True Grit opens the Berlinale tonight, but it’s not even an international premiere - the film is already playing in Australia and New Zealand. Indeed it was all set to start rolling out overseas in Europe in January, but Paramount delayed the release dates when Berlin stepped in. What better way to boost Grit’s international outlook than the high profile Berlin slot complete with Europe-wide media focus on the Coens, Jeff Bridges, Hailee Steinfeld and Josh Brolin as they walk the red carpet. The studio knows that the film will be well-received by European critics, most of whom saw it in December, and it can carry the Berlinale buzz straight into the marketplace.
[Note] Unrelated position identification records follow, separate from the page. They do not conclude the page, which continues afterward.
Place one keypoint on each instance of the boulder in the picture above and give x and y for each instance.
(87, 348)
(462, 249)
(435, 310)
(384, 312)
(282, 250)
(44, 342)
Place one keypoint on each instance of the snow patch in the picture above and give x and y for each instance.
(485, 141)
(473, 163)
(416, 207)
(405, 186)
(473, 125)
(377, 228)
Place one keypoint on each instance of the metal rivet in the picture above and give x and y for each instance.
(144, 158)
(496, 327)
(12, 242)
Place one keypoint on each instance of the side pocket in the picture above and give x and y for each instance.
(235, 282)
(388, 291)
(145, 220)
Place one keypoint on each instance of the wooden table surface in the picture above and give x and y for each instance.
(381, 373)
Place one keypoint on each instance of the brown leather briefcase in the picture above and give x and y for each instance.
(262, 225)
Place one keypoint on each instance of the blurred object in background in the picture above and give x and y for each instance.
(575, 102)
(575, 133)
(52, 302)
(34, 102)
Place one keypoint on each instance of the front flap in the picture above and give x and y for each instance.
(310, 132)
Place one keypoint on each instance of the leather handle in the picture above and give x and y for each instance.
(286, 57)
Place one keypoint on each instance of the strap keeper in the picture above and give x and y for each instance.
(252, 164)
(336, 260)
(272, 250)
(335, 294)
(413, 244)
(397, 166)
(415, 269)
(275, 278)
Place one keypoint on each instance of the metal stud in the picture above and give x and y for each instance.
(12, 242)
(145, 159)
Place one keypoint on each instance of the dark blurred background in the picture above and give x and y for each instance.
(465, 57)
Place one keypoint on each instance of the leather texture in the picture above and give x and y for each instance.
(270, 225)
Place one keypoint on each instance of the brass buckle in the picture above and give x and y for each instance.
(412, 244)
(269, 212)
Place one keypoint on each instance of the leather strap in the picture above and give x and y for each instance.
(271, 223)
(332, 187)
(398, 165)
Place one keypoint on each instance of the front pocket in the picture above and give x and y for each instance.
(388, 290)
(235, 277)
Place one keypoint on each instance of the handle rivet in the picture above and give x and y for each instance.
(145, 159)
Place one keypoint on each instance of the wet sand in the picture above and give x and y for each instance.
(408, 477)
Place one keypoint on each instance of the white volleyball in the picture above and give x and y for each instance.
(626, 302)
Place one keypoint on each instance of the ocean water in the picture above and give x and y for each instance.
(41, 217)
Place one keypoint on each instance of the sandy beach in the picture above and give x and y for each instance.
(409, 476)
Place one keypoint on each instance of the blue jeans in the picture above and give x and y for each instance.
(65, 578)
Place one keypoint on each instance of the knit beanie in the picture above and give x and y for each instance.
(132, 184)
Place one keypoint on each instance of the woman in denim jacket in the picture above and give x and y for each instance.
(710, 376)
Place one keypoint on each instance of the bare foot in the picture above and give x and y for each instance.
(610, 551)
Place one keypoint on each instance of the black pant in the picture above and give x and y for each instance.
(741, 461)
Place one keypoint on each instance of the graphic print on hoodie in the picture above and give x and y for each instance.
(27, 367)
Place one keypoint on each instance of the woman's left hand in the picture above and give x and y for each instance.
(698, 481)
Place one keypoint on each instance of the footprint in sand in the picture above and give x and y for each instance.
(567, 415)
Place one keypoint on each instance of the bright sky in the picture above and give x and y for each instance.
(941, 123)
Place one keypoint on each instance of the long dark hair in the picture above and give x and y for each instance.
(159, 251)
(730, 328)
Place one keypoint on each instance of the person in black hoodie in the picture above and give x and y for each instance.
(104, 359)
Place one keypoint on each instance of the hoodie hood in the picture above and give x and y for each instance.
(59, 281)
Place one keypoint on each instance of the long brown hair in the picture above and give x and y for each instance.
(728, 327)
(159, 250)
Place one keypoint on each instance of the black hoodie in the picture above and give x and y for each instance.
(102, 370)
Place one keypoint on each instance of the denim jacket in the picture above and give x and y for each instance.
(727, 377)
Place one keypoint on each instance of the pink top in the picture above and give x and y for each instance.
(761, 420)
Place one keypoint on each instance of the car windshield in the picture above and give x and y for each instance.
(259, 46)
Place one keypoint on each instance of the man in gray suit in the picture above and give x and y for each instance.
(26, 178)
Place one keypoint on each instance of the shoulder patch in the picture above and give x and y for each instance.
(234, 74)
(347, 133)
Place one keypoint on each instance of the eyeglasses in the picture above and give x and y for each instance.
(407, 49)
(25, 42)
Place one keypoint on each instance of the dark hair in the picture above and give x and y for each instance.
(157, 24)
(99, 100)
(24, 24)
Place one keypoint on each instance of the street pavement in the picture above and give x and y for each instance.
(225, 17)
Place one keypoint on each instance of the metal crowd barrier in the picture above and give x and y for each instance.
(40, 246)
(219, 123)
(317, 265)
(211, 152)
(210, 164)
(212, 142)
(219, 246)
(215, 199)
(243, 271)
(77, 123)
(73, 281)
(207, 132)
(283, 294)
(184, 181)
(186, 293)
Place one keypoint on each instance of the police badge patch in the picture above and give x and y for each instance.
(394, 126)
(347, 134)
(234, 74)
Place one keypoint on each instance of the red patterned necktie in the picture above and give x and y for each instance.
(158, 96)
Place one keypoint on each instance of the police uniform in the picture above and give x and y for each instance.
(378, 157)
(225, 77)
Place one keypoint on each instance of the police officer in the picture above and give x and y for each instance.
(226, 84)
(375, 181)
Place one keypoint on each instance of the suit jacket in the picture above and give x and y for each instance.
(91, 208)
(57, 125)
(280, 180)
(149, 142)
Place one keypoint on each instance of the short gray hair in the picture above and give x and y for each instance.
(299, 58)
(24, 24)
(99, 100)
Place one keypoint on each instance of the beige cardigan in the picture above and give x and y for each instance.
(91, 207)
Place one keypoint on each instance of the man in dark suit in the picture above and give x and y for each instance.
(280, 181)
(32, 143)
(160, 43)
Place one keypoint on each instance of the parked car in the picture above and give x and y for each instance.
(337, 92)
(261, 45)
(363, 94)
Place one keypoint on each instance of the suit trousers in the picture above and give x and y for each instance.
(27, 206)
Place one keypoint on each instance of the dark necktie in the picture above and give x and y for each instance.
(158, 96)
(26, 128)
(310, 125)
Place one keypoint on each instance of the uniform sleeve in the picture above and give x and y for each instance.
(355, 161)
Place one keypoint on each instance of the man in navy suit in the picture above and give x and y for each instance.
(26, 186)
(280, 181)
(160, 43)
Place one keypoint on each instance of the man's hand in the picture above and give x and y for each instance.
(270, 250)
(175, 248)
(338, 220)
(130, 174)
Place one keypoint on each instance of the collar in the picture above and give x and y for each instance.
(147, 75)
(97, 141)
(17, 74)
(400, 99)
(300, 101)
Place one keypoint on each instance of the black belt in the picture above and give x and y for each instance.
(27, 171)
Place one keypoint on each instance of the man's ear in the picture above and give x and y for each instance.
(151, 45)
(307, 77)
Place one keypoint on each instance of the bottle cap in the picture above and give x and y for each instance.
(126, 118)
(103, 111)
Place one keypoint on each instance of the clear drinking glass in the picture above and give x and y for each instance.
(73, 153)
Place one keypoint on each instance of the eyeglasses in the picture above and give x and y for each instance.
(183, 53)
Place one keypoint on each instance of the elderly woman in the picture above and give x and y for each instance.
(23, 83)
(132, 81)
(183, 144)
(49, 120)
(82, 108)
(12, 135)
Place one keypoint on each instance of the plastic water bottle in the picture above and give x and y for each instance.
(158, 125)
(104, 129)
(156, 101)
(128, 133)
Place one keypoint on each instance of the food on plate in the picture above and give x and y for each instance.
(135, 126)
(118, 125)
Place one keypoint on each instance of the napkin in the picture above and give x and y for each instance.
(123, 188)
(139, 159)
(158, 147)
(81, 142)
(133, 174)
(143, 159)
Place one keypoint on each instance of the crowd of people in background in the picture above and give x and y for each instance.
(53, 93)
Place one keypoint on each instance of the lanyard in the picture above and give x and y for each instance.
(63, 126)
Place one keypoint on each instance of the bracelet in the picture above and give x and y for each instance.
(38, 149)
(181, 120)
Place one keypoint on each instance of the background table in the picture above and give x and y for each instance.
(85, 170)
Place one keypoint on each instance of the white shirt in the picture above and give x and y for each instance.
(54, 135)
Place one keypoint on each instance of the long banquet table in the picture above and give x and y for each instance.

For Paramount, it’s a low risk proposition.

The rest of the festival is short on studio movies. In fact, the dearth of Hollywood A-listers making their way to Berlin this year underlines how studios are opting out of the traditional festivals-as-launchpad scenario which they have followed for decades. The only other studio release hitting Potsdamer Platz is Unknown, a thriller starring Liam Neeson and Diane Kruger which is being handled by Warner Bros in much of the world. In Germany, however, it is distributed by StudioCanal subdisidary Kinowelt as part of a several territory distribution agreement with production company Dark Castle.

Last year also saw some major US prestige titles bypass Venice and Toronto. The Social Network and The Fighter were both premiered after those two festivals, while Focus Features’ The American went straight to theatres without even a glimmer of a festival launch. In the last case, Focus was probably aiming to get as much box office mileage out of its George Clooney thriller as possible before audiences started to realize that it was more cerebral and lighter on action than your average movie star gun-toter. A festival premiere might have ruined that strategy by painting The American as an arthouse film.

Therein lies the problem. Festivals these days attract so much media attention - and that includes a multitude of bloggers and members of the public turned online critics - that, if the film doesn’t get a good response, they can do serious damage to a film and its positioning in the marketplace.

That’s not to mention the fact that it can cost a fortune to shuttle heavyweight talent to an A-list film festival and might not serve a distributor’s purpose as well as a targeted three day tour of major European cities or an international junket day in London or New York.

Focus is being strategic about its festival play: while its Sofia Coppola starrer Somewhere won Venice last year, two more of its titles - Kevin Macdonald’s The Eagle and Cary Fukunaga’s Jane Eyre - are going into theatres without the festival treatment. The former opens in the US this weekend, while the latter does so on March 11.

US distributors are using festivals far more selectively, and when they do, there is a specific strategic reason. The risk and the cost have to be weighed carefully versus the ultimate value.